Should you notice a lump at the place where your cat’s vaccine was administered, you will want to bring it to your veterinarian’s attention. After conducting a physical examination, your veterinarian may consider a biopsy (particularly if the lump is more than 2 cm, has been present for more than a few months, and continues to grow). The biopsy will allow for the contents of the lump to be tested.
Treatment of Vaccine Allergy in Cats
Should your cat experience a mild allergy, no treatment is typically necessary. In a more moderate allergy, antihistamines will be tried first. Should they not alleviate the symptoms that your cat is experiencing, your veterinarian will likely recommend steroids. In severe allergies, your veterinarian will typically give your cat steroids and antihistamines. Depending on the symptoms that your cat is experiencing, oxygen and intravenous fluids may also be administered. If your cat develops sarcoma, your veterinarian will consider chemotherapy or radiation therapy, as well as amputation of the impacted limb.
Recovery of Vaccine Allergy in Cats
If your cat experiences a mild allergic reaction, he will recover with a good prognosis.

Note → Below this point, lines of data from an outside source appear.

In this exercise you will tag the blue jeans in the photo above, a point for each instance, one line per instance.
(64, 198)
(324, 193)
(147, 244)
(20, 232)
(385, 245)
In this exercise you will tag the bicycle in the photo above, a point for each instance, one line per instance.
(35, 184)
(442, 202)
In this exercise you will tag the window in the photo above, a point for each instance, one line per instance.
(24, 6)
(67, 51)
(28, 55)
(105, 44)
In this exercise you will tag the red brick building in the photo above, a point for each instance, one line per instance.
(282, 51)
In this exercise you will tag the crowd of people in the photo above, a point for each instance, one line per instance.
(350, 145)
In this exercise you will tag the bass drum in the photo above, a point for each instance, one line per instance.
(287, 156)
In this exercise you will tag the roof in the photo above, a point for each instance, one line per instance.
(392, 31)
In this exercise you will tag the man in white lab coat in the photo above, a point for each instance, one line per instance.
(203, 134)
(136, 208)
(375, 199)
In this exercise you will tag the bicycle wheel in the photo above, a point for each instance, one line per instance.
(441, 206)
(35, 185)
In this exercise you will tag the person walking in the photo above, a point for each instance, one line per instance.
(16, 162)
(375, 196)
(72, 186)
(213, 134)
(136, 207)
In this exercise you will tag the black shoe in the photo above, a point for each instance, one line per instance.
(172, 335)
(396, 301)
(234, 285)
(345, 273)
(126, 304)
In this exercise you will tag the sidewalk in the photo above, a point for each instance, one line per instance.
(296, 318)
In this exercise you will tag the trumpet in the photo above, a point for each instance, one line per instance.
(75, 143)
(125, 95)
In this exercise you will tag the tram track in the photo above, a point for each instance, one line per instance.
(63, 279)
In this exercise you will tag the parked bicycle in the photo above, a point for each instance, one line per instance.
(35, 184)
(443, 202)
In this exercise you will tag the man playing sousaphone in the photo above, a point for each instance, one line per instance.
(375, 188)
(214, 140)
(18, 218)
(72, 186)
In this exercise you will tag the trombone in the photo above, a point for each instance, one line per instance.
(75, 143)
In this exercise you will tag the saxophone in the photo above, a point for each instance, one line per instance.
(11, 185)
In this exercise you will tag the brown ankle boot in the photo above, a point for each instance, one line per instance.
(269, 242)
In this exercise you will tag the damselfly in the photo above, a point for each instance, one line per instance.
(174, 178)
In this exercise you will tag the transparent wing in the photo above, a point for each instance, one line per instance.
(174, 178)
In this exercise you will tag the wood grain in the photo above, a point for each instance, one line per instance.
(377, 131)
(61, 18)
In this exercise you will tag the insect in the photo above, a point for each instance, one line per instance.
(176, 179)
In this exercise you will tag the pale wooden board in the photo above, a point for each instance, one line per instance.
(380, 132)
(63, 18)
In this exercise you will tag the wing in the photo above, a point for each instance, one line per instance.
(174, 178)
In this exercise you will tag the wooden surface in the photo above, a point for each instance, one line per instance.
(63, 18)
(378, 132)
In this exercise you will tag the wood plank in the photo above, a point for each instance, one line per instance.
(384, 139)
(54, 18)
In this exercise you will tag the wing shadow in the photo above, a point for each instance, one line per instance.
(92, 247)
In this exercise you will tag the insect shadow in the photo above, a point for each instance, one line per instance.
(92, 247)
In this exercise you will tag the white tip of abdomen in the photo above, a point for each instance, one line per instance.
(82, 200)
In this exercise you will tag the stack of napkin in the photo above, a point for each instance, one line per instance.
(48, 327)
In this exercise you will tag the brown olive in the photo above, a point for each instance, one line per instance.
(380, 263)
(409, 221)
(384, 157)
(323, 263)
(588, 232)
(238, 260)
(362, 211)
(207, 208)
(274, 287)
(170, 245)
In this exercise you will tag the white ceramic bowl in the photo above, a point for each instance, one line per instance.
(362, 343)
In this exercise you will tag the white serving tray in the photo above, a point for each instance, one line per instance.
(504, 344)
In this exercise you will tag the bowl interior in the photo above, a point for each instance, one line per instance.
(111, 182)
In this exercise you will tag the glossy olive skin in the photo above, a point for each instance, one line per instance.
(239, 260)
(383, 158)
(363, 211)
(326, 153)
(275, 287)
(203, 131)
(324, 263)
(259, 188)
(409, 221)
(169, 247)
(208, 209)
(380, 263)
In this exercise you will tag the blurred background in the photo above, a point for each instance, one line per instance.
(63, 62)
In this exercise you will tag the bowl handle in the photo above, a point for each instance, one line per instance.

It is a good idea to keep an eye on your cat to make sure that he does not develop anaphylaxis. Should your cat develop anaphylaxis, if he receives immediate medical attention he will be able to recover. Upon receiving supportive care and necessary medication, the allergic reaction will begin to reverse itself. Your veterinarian will want to be sure that your cat can receive future vaccines without a significant reaction.
It is recommended that your cat receive future vaccines with a killed virus rather than a live one and on a less frequent basis (and with only one vaccine administered per visit) and without adjuvants in order to reduce the chance of an allergy. You will want to communicate with your veterinarian and maintain follow up appointments as requested to ensure the best outcome for your cat.